In other words, it’s not the best idea to simply toss a bunch of frozen items into an insulated container and hope for the best, especially if your products must take a cross-country, multi-day trip to meet the end user. Of course, if you’ve ever gotten something frozen in the mail, you know that dry ice, cooling packs, and specialized packaging are required.
And, if you’ve been unlucky enough to have gotten a thawed or melted product in the mail instead of perfectly frozen one, you know that there’s plenty of margin of error here. Let’s take a look at how you can leverage these frozen shipping containers to ensure that products arrive to consumers in their frozen state.
Getting the Most out of Insulated Shipping Containers
Ensuring that your goods arrive to the end consumer in the way they were meant to is key to customer satisfaction.

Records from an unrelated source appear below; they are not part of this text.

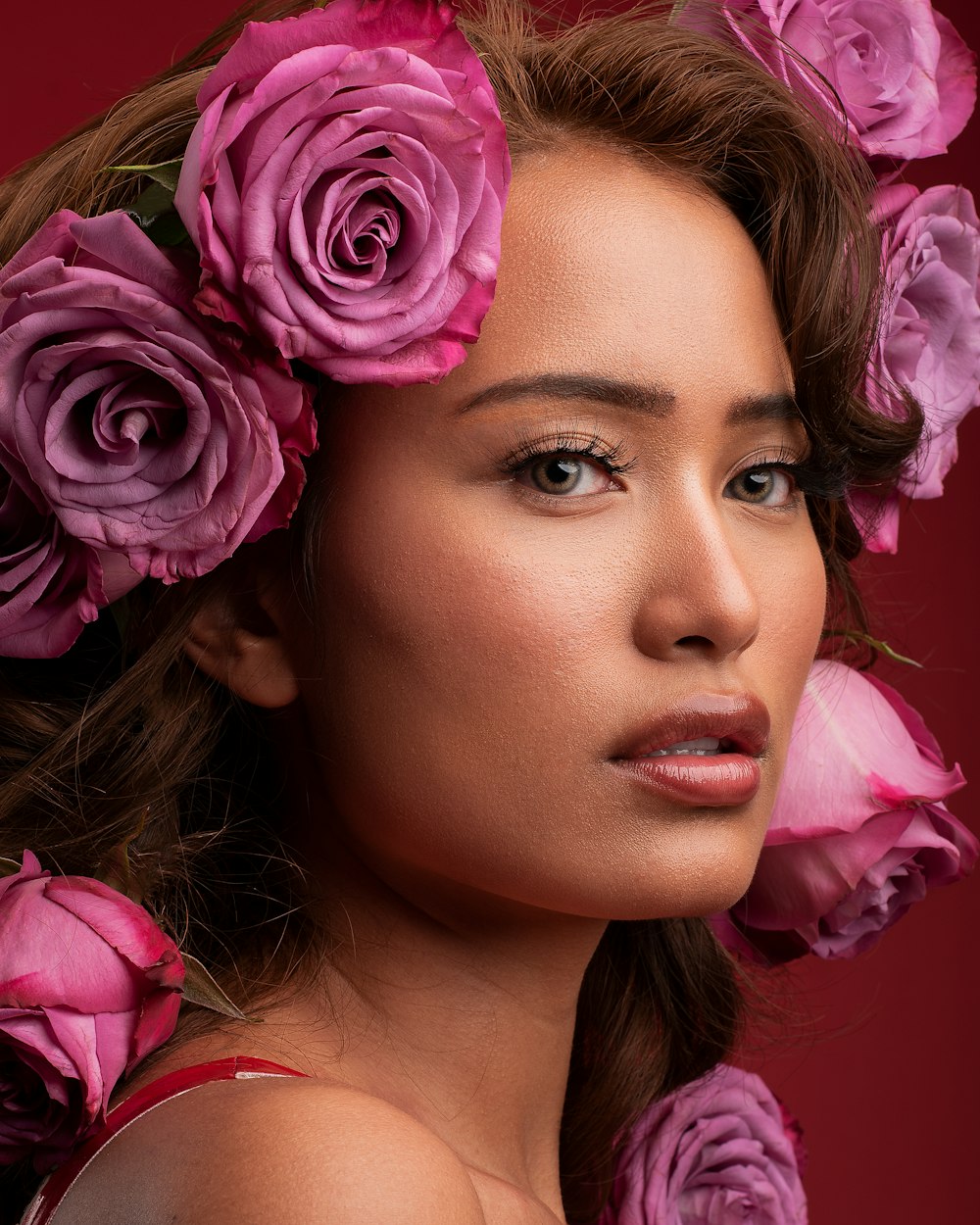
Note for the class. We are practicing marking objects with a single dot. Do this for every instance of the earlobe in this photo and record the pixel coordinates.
(245, 653)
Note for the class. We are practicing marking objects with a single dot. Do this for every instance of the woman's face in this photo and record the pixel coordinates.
(577, 550)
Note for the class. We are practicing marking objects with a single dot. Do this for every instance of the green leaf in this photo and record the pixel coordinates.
(876, 645)
(152, 204)
(201, 989)
(165, 172)
(168, 230)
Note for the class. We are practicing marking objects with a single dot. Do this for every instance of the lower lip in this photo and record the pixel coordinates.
(721, 780)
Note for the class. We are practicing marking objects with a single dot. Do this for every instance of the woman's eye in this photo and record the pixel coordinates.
(762, 485)
(564, 473)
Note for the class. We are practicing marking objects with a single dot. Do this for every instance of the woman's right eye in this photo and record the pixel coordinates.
(564, 473)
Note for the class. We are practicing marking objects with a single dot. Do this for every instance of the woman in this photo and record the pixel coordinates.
(437, 782)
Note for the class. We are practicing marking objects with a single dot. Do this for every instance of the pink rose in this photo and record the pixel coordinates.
(930, 334)
(715, 1152)
(858, 831)
(88, 986)
(141, 429)
(344, 187)
(905, 76)
(50, 586)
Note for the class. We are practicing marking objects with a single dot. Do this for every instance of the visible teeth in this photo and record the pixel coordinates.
(704, 748)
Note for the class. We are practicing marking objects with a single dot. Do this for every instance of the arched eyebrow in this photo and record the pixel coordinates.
(651, 400)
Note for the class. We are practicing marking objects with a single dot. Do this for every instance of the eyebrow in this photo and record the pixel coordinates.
(651, 400)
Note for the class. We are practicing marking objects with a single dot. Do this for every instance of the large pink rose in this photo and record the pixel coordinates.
(137, 425)
(905, 76)
(344, 187)
(930, 334)
(88, 986)
(718, 1152)
(858, 831)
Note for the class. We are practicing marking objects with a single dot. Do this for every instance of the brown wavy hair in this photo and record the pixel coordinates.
(123, 741)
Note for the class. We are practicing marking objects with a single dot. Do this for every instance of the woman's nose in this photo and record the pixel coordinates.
(702, 593)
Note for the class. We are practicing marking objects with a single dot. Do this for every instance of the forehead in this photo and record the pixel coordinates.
(612, 268)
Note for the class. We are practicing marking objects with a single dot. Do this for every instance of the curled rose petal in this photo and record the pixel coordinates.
(88, 985)
(142, 431)
(929, 343)
(860, 829)
(50, 584)
(344, 187)
(718, 1151)
(906, 78)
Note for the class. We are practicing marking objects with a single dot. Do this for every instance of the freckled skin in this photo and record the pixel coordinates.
(483, 650)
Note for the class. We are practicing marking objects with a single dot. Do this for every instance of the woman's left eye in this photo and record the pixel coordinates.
(763, 485)
(564, 473)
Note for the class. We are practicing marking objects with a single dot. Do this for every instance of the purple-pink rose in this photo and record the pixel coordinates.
(713, 1152)
(905, 76)
(344, 187)
(860, 829)
(50, 586)
(88, 986)
(929, 341)
(128, 416)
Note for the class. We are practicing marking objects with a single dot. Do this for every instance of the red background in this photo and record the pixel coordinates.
(880, 1054)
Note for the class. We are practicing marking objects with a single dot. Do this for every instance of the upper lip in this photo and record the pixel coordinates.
(739, 718)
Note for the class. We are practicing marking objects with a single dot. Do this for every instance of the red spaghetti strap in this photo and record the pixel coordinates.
(236, 1067)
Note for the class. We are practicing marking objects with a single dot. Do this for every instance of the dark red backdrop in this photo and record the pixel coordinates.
(883, 1067)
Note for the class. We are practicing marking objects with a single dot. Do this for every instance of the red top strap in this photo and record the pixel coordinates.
(236, 1067)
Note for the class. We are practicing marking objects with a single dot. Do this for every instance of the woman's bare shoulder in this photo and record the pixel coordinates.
(278, 1152)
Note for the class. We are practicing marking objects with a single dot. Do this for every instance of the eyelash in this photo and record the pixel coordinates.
(813, 475)
(528, 451)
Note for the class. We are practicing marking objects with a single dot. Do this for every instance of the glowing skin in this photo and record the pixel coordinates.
(485, 648)
(494, 635)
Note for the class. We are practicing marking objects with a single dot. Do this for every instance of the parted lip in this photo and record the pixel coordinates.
(740, 719)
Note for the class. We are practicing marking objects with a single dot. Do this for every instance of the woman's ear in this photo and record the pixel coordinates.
(236, 637)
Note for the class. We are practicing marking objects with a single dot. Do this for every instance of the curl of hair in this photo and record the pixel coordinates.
(125, 743)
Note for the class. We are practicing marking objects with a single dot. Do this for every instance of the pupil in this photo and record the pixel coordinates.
(562, 471)
(759, 481)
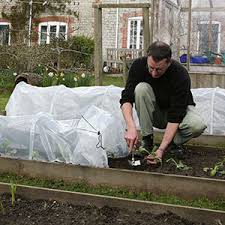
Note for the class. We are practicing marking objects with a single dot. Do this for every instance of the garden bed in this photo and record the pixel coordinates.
(33, 205)
(201, 162)
(42, 212)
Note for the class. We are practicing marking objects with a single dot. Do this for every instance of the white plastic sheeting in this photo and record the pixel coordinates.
(77, 141)
(210, 103)
(63, 124)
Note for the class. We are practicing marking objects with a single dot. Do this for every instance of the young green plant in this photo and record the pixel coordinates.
(218, 168)
(179, 165)
(151, 153)
(13, 193)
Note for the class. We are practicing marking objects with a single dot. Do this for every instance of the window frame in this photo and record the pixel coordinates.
(7, 24)
(219, 33)
(49, 24)
(139, 20)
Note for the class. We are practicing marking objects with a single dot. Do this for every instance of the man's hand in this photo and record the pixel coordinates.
(131, 137)
(156, 158)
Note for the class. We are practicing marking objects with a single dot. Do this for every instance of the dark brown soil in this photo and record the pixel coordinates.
(42, 212)
(195, 157)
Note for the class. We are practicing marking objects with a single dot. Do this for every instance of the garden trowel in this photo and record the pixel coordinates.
(134, 162)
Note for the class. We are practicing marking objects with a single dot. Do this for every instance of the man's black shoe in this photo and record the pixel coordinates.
(177, 151)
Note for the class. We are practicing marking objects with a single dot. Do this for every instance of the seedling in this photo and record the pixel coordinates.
(143, 150)
(179, 165)
(13, 193)
(2, 209)
(152, 154)
(218, 168)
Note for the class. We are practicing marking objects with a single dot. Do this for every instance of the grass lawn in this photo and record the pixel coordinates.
(107, 80)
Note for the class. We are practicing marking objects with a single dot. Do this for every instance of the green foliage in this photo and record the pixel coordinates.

All shipping containers should be carefully selected in order to help minimize product damage and maximize organization and shipping. The best way to do that is to pick containers tailored to your specific products. In this case, that means using insulated plastic containers for frozen foods.
- Ship in Insulated Containers—Step No.1 for any good frozen shipping strategy is to invest in reusable insulated storage crates right alongside your food-grade containers. What are insulated containers, you ask? These products are similar to insulated Styrofoam or cardboard containers but are usually made of double-walled, insulated polyurethane that keeps cold air in to help maintain product integrity. Therefore, they provide an extra layer of insulation in the warehouse fulfillment center or truck so that refrigerated and frozen goods stay that way. Plus, they’re more cost-effective in the long-run than Styrofoam or cardboard.
- Add Extra Cooling Power—While insulated shipping crates will certainly help keep cold air from escaping, they don’t provide the cold air. For that, you need to send items with dry ice or gel freezer packs. These cooling components shouldn’t be used interchangeably though. Generally, dry ice is the gold standard, but it can’t be shipped via air travel. If air cargo is a part of your logistics strategy, then you need to accommodate for that with alternative cooling products.
- Consider Refrigerated Transport—Another aspect to consider when shipping any kind of perishable item is the ambient temperature of the vessel that will be taking it to its final destination. Investing in refrigerated less-than-truckload (LTL) shipping services will help ensure that nothing is compromised along the way. According to the Global Cold Chain Alliance, LTL is a good choice because smaller batches means more control over temperature. Your goods could be shipped with items that must remain at a similar temperature, ensuring that everything gets where it’s supposed to go in its best shape.
- Ship Fast—As obvious as it may seem, most frozen foods should be shipped with expedience in mind. The longer your goods are away from a proper freezer, the more likely they are to melt along the way. Do your best to choose fast shipping solutions when you’re dealing with frozen goods, and understand that though it may be costlier upfront (especially if you decide not to pass those costs on to the consumer), it will save you money on returns and refunds in the long-term.
The bottom line is that the minute your goods leave your facility’s freezer or refrigerator, they’re susceptible to damage. More damage, in fact, than any other kind of goods. However, as long as you implement a good line of defense against thawing and melting, you can safely ship frozen goods without much risk using a combination of insulated containers, dry ice or frozen gel packs and smart shipping strategies.